Ce samedi à Bilbao, le Leinster affronte l’Union Bordeaux-Bègles en finale de la Champions Cup, avec l’ambition de tourner la page sur une série de défaites en finales européennes.
Leo Cullen, manager du Leinster, évoque avec émotion le dernier sacre européen de l’équipe, en 2018 contre le Racing : « Ce sont forcément de très bons souvenirs. Le contexte était différent, les équipes aussi, mais ce stade reste particulier à mes yeux. San Mamés est incroyable. Il y a énormément de tradition ici. On sent tout de suite le poids de l’histoire quand on entre dans cette enceinte. Pour un groupe comme le nôtre, jouer une finale européenne dans un tel endroit, c’est quelque chose d’énorme. Beaucoup de joueurs présents aujourd’hui étaient déjà là lors de la finale de 2018. Ils ont gagné en expérience depuis. Il faut utiliser ça maintenant. »
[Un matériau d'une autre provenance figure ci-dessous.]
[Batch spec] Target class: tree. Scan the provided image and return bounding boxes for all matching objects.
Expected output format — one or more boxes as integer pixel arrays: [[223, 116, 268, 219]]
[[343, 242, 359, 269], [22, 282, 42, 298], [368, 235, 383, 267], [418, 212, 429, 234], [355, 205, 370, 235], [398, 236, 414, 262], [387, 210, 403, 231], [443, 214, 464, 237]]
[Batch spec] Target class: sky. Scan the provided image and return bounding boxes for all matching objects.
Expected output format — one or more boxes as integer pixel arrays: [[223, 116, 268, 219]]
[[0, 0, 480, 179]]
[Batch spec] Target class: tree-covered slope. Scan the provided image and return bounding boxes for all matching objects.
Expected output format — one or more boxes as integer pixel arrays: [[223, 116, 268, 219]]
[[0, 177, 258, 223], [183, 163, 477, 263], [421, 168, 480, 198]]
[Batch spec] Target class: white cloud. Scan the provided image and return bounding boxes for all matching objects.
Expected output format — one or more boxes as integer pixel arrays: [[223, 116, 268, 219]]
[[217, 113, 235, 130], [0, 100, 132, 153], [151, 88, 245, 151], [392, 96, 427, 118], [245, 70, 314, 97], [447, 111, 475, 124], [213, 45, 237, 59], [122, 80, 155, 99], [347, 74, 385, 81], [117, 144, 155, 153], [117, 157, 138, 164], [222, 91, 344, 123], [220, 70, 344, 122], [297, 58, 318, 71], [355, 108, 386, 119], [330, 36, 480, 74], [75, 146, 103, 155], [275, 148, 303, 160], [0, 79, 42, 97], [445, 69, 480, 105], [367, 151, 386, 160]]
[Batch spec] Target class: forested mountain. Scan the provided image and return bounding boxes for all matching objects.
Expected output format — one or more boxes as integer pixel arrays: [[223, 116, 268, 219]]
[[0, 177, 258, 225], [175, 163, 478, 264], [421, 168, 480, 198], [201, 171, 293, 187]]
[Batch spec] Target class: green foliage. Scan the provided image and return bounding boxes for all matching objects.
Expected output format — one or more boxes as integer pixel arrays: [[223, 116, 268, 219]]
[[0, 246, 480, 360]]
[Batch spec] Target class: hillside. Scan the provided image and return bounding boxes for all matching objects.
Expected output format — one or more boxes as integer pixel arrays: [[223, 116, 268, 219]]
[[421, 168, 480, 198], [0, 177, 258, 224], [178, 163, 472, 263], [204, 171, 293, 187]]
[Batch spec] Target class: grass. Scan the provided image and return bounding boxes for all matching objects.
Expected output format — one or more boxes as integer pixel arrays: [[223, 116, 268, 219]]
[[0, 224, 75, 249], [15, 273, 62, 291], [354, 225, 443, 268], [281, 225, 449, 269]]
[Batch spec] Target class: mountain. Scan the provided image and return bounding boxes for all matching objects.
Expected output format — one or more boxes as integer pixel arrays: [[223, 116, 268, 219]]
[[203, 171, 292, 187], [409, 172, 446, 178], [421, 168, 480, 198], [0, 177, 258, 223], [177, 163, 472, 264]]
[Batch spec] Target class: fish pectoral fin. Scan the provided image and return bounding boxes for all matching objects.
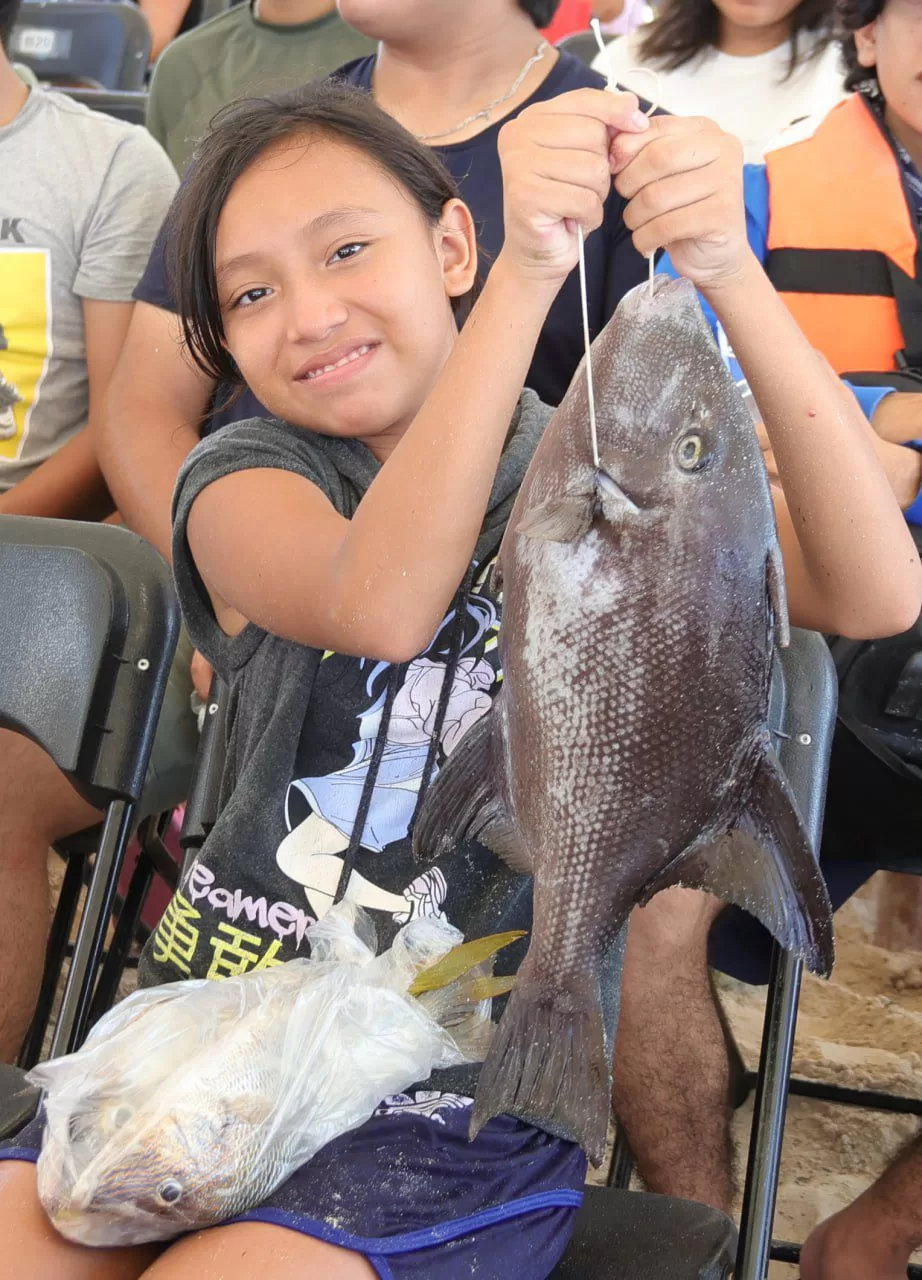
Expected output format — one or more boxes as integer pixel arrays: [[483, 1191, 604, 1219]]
[[412, 694, 531, 874], [766, 543, 790, 649], [516, 493, 595, 543], [654, 748, 835, 977]]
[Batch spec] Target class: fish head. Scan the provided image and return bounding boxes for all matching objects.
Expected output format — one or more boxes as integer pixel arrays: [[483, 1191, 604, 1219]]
[[583, 276, 768, 537], [46, 1098, 265, 1244]]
Le manager irlandais attend un duel intense face à une UBB qui a clairement gagné en stature ces dernières années : « Bordeaux est une équipe de très grande qualité. On connaît leurs forces, leur capacité à accélérer le jeu, la puissance qu’ils mettent dans leurs séquences. Ce sera un immense défi pour nous. Mais c’est exactement pour ça qu’on joue cette compétition : pour se mesurer aux meilleurs clubs d’Europe. Ce club de l’UBB a énormément grandi ces dernières années. On l’a vu notamment avec leur parcours européen récent. Ils se sont installés parmi les meilleures équipes du continent. »
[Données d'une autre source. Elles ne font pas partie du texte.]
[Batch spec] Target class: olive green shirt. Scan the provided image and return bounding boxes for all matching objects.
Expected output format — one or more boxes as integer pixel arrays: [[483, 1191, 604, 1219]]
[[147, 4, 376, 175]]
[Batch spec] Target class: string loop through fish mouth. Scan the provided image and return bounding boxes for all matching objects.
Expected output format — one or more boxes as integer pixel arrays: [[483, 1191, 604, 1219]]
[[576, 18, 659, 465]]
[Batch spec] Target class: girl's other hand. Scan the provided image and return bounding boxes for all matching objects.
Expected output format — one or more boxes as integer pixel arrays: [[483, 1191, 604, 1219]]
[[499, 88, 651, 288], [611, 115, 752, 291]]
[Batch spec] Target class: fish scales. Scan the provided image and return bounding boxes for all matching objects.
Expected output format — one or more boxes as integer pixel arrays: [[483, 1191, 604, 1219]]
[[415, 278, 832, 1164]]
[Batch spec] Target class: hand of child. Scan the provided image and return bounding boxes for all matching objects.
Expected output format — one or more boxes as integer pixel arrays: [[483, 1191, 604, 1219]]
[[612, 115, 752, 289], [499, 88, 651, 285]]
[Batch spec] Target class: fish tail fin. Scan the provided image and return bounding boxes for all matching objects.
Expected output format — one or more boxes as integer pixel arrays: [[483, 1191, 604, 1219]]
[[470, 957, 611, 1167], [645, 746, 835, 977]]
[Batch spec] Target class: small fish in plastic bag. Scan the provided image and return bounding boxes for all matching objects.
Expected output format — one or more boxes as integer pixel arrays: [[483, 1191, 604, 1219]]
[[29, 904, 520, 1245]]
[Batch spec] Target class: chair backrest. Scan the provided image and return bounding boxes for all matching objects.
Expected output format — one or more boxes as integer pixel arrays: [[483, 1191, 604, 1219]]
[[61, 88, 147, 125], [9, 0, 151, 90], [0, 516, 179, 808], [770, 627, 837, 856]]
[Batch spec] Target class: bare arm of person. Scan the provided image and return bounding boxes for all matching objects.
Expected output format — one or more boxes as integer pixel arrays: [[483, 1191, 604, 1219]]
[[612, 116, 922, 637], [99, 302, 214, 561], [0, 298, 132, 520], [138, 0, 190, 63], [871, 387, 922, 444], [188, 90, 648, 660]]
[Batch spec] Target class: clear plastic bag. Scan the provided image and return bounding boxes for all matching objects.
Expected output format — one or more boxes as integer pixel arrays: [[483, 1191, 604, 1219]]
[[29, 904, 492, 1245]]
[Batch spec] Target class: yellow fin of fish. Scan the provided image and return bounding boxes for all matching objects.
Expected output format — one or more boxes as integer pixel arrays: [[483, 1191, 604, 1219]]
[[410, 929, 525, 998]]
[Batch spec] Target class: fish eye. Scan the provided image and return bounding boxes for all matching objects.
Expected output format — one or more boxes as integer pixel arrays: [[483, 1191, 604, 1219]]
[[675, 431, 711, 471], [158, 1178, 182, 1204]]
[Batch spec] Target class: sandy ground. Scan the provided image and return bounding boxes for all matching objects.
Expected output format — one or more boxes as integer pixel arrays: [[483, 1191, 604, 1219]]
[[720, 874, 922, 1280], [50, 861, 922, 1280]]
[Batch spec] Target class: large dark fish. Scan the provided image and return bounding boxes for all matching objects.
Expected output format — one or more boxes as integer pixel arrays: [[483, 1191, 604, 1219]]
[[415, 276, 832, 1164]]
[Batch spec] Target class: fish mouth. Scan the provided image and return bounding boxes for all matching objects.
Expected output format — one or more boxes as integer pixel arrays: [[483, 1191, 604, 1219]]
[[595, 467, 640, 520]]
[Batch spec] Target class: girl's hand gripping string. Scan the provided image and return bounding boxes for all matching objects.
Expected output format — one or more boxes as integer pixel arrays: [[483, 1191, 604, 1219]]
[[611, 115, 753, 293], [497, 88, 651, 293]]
Leo Cullen connaît bien Noël McNamara, l’entraîneur de l’attaque bordelais, dont il mesure le parcours et l’impact : « Noel, je le connais très bien. Ce qu’il a accompli est assez incroyable. Il a longtemps fait partie du Leinster. À l’époque, il voulait finir ses études et continuer à enseigner. Puis il a franchi le pas. Il a commencé à diriger l’académie, et il a beaucoup compté dans la construction de jeunes joueurs du Leinster. Aujourd’hui, le retrouver en face, avec Bordeaux, en finale de Champions Cup, c’est forcément particulier. C’est aussi une aventure humaine. En novembre, il m’avait invité chez lui, avec mon fils et mon père, pour dîner. Sa famille a toujours soutenu le Leinster. Mais nous ne nous sommes pas focalisés uniquement sur lui. Nous savons ce qu’il représente, ce qu’il connaît de nous, mais le sujet reste Bordeaux. Et Bordeaux est une équipe de très haut niveau. »
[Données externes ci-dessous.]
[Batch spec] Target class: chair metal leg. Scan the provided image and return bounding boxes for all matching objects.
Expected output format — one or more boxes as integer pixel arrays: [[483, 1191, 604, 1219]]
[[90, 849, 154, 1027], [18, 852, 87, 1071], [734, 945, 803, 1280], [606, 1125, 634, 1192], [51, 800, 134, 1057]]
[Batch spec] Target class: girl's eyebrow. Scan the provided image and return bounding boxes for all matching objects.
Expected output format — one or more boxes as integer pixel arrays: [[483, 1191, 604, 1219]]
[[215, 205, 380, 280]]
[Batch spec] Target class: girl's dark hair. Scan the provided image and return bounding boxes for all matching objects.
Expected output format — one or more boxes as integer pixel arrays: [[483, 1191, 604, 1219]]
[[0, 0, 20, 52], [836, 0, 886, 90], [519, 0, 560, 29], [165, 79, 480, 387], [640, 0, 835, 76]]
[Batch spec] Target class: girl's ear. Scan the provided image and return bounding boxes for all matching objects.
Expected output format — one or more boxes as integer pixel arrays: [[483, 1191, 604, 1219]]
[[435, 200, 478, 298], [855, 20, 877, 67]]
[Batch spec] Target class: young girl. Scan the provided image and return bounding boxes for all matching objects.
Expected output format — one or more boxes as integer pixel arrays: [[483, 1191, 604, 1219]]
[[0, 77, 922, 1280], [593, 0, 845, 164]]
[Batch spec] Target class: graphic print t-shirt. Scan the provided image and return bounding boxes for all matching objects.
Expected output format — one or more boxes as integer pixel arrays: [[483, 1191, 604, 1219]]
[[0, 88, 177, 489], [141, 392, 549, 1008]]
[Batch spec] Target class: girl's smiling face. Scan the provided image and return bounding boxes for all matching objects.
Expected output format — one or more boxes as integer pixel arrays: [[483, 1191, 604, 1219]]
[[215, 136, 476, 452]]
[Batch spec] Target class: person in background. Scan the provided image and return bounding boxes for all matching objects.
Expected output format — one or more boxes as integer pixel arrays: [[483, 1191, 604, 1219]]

Pour le manager, la Champions Cup a une importance capitale, bien au-delà du terrain : « Cette compétition a toujours eu quelque chose de spécial. Elle s’est construite avec le temps, avec son histoire, ses traditions, ses grands clubs. Il y a eu des équipes qui ont marqué leur époque. Brive, par exemple. À l’époque, peu de gens connaissaient vraiment Brive, mais leur façon de jouer était incroyable. On pense forcément à des joueurs comme Grégory Kacala. Vous vous souvenez ? Puis d’autres cycles sont venus. »
« Toulouse a toujours été là. Toulon a eu sa période, avec trois titres d’affilée. À ce moment-là, on se demandait presque qui pourrait les suivre. Et puis les choses changent. Les Wasps ont gagné la H Cup puis ont disparu. Chaque saison est différente. Chaque saison apporte un nouveau défi. La Rochelle est arrivée. Bordeaux aussi. On voit à d’ailleurs quel point leur club a grandi depuis son succès de l’an passé. »
« C’est pour ça qu’il faut protéger cette compétition. Elle met ensemble l’URC, le Top 14, la Premiership. Elle donne au rugby quelque chose de plus grand que les championnats domestiques. Pour moi, c’est essentiel. Si chacun reste seulement dans son coin, ce n’est pas bon pour le rugby. Ces grands rendez-vous, ces grands clubs, ces grands supporters, c’est ce qui fait vivre la Coupe d’Europe. »
Ce samedi, sur la pelouse de San Mamés, se jouera donc bien plus qu’un simple trophée : un morceau d’histoire européenne à écrire pour le Leinster et l’UBB.